Risale Haber-Haber Merkezi
HDP’nin, Bediüzzaman Said Nursi, Şeyh Said ve Seyit Rıza ile arkadaşlarının mezar yerlerinin tespiti ve iade edilmesi amacıyla TBMM'ye verdiği Meclis araştırma önergesi yapılan konuşmalar sonunda oylanarak reddedildi.
Milletvekillerinin konuşmalarından notlar şöyle:
CENAZE ŞU AN ORTADA YOK
Bingöl Milletvekili Hişyar Özsoz:
1960 yılında Urfa’da defnedilen Bediüzzaman Saidi Nursi veyahut da Saidi Kürdi, 1960 darbesinden sonra, Urfa’da, olduğu mezardan çıkarılıp bir askerî uçakla bir taraflara götürülür. Cenaze şu an yok ortada, ya denize atıldığı söylendi, ya Isparta’da bir yere gömüldüğü söyleniyor, hasılıkelam biz bunu bilmiyoruz.
Şimdi, bu iki Said’in yani Şeyh Said ve Said Kürdi’nin ve 1 Seyit’in yani Seyit Rıza’nın; 2 Sait’in, 1 Seyit’in kendi vatanlarında içine girebilecekleri 2 metrekarelik bir toprak parçasını bulamamaları mezhepsel, ideolojik, siyasi eğilimleri ne olursa olsun devletin egemenliğini çelen, devletin tehlike olarak gördüğü Kürtlerin başına neyin geleceğinin son derece somut bir ifadesidir.

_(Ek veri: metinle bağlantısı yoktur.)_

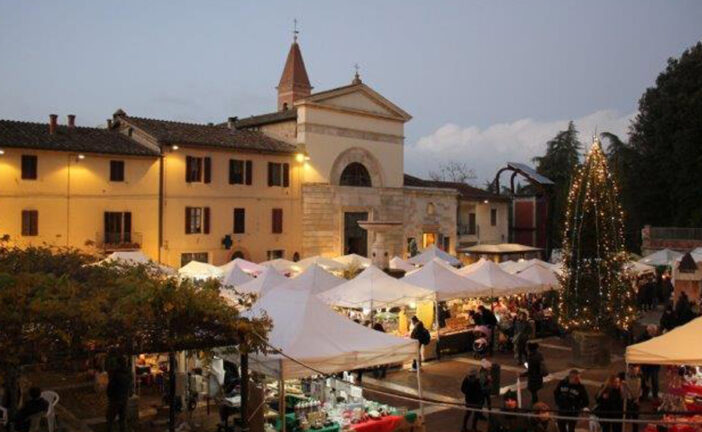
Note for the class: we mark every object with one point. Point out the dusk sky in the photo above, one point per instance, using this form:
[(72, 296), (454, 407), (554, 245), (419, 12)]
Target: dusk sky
[(486, 82)]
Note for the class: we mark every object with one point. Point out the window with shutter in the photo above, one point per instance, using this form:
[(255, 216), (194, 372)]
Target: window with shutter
[(277, 221), (30, 223), (208, 169)]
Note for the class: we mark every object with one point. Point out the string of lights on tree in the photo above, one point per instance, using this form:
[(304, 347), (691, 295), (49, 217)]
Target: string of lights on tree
[(596, 293)]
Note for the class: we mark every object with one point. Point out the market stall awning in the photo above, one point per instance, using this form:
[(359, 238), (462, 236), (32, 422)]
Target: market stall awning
[(266, 281), (235, 277), (432, 252), (499, 281), (315, 279), (373, 288), (200, 271), (246, 266), (326, 263), (280, 264), (400, 264), (680, 346), (663, 257), (499, 249), (310, 332), (445, 281), (353, 259)]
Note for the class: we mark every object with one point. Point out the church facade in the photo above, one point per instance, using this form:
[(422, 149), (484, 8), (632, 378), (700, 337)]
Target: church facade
[(291, 183)]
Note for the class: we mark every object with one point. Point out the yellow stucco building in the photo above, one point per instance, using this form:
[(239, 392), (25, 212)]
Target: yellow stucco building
[(291, 183)]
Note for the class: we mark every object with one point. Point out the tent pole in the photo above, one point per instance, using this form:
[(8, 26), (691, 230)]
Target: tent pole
[(419, 380), (281, 397), (436, 321)]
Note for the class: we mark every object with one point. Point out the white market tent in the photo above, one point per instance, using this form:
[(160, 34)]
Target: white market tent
[(200, 271), (353, 259), (400, 264), (663, 257), (280, 264), (235, 277), (266, 281), (445, 282), (543, 278), (432, 252), (315, 279), (638, 268), (679, 346), (310, 332), (497, 280), (373, 288), (326, 263), (246, 266)]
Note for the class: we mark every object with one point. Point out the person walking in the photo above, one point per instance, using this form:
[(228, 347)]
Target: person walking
[(536, 371), (473, 394), (631, 392), (610, 405), (421, 334), (521, 337), (571, 398), (118, 394)]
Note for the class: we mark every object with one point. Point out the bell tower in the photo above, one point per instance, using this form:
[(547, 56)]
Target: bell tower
[(294, 83)]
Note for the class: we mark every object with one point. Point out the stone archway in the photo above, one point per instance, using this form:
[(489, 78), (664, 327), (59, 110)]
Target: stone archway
[(360, 156)]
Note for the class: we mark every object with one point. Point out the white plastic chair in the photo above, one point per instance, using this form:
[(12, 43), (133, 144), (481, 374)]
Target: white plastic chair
[(52, 398)]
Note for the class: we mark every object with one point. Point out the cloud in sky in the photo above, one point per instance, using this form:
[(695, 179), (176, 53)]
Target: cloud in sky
[(487, 150)]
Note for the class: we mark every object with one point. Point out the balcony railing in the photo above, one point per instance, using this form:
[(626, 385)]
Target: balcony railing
[(114, 241)]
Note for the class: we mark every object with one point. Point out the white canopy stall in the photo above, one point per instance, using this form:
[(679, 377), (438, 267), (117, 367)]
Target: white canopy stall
[(663, 257), (315, 279), (373, 288), (432, 252), (497, 280), (680, 346), (266, 281), (200, 271)]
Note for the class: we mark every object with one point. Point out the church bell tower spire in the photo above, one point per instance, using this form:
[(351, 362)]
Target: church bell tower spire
[(294, 83)]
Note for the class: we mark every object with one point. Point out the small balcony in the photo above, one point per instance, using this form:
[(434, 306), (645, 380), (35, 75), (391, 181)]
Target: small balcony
[(118, 241)]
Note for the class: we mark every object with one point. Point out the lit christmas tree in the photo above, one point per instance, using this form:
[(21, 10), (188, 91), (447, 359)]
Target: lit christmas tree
[(596, 294)]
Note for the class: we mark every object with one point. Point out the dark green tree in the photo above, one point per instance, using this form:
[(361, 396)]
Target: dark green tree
[(596, 294), (562, 155), (666, 138)]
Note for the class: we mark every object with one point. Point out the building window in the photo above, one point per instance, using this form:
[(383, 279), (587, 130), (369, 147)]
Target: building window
[(193, 256), (117, 171), (275, 254), (355, 174), (240, 171), (239, 221), (277, 221), (29, 167), (198, 169), (30, 223), (197, 220), (278, 174), (118, 228)]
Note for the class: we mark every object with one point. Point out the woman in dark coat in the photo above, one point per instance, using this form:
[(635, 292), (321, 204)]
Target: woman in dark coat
[(610, 404)]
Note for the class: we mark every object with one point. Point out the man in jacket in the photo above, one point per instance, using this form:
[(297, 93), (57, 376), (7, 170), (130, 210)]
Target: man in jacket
[(571, 398), (472, 391)]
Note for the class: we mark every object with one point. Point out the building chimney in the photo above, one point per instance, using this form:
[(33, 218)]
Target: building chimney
[(53, 118)]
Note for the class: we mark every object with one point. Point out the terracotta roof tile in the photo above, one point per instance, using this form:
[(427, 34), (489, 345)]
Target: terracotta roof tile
[(18, 134)]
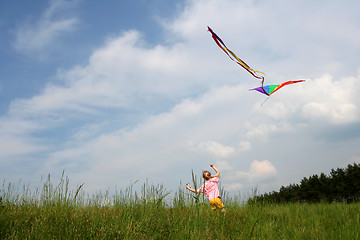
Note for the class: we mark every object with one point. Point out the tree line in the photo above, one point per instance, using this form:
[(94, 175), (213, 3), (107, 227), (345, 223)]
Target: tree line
[(341, 185)]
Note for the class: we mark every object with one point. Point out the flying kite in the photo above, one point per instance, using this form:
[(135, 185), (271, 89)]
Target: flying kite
[(268, 89)]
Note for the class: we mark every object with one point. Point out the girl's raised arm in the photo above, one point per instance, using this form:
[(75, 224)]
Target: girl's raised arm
[(216, 170)]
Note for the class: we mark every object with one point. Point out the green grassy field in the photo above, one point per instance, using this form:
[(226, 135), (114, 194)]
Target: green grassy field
[(54, 212)]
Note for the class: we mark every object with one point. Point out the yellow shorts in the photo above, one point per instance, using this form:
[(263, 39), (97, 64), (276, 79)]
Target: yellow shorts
[(216, 203)]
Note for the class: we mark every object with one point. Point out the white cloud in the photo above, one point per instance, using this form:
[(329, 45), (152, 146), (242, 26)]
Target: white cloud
[(215, 148), (332, 100), (39, 35), (259, 171)]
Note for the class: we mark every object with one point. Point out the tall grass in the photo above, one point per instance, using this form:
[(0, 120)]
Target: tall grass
[(56, 212)]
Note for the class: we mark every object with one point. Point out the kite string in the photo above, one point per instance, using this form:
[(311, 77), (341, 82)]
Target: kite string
[(258, 109)]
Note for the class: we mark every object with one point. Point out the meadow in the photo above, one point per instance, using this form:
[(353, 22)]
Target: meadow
[(55, 212)]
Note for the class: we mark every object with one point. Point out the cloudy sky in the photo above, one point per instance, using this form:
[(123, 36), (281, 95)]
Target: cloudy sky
[(117, 91)]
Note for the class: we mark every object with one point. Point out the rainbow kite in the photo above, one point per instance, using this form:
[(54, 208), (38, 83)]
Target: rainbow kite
[(268, 89)]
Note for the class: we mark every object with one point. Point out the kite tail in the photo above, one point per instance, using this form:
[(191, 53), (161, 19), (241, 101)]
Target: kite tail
[(222, 45)]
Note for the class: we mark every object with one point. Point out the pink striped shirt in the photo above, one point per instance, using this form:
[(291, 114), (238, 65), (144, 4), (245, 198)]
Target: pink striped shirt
[(211, 190)]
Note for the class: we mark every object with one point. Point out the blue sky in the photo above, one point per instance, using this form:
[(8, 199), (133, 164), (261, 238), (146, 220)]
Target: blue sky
[(137, 90)]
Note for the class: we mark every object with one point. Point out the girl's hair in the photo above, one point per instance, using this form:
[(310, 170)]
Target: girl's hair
[(206, 175)]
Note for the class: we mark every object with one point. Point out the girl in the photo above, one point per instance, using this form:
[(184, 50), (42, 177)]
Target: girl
[(211, 189)]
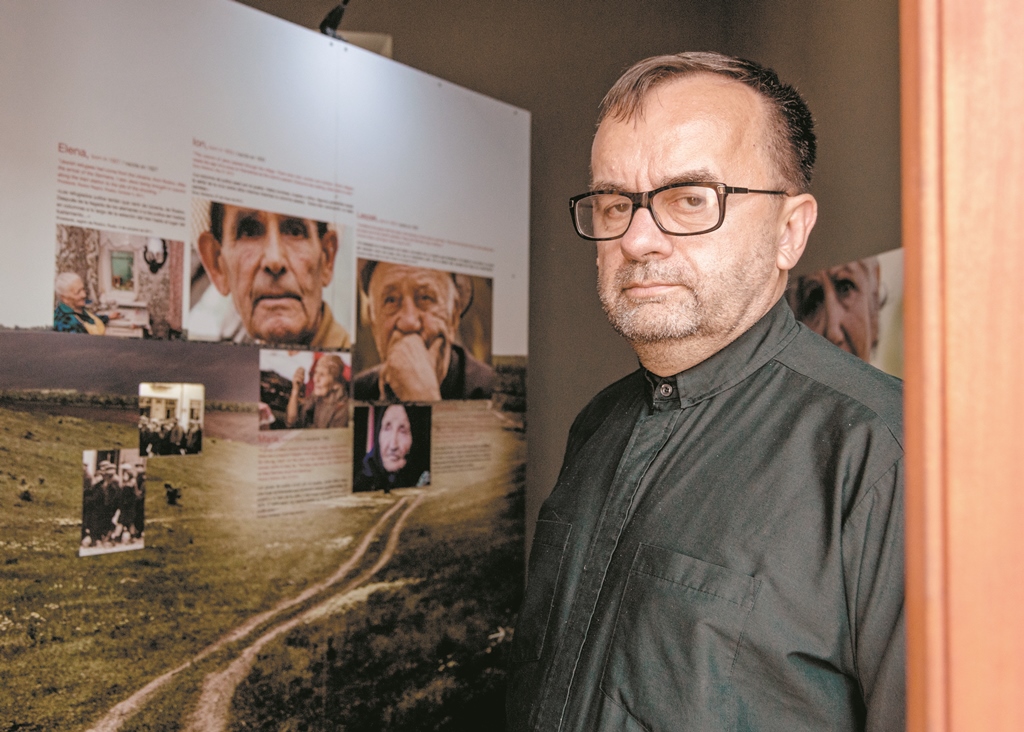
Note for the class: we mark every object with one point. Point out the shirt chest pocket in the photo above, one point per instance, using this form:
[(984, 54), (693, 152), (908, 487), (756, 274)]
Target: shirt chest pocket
[(546, 556), (676, 636)]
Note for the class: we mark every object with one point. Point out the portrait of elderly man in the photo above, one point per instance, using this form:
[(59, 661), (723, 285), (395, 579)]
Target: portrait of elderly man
[(414, 314), (723, 549), (71, 314), (327, 404), (273, 267), (842, 304)]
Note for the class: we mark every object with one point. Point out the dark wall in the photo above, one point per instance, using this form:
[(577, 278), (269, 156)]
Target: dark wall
[(844, 57), (557, 57)]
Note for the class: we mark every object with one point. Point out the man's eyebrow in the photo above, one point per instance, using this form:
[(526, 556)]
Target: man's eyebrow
[(699, 175)]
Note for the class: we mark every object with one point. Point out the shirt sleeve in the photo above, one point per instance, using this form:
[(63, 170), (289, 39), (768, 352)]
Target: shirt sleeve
[(872, 559)]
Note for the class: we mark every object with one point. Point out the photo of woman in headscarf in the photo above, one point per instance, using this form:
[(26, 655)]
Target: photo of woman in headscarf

SAİD NURSİ'YE İFTİRA ATAN ÖCALAN'LA HESAPLAŞIN ÖNCE
Isparta Milletvekili Said Yüce:
Said Nursî’den Said-i Kürdî çıkar ama Said-i Kürdî’den Said Nursî çıkmaz. Öcalan’ın bu Said’lerle ilgili hem “gerici” hem “İngiliz ajanı” diye beyanları var. O zaman, bu öneriyi veren arkadaşların Öcalan’la da herhâlde hesaplaşmaları gerekir diye düşünüyorum. Kürt milliyetçilerinin Said Nursî’den ellerini çekmeleri ve onu siyasi bir araç olarak kullanmaktan vazgeçmeleri ahlaki bir sorumluluktur. Said Nursî sadece Kürtlerin değil, Türkiye’nin, hatta Alem-i İslam’ın çimentolarından biridir ve öyle de kalacaktır.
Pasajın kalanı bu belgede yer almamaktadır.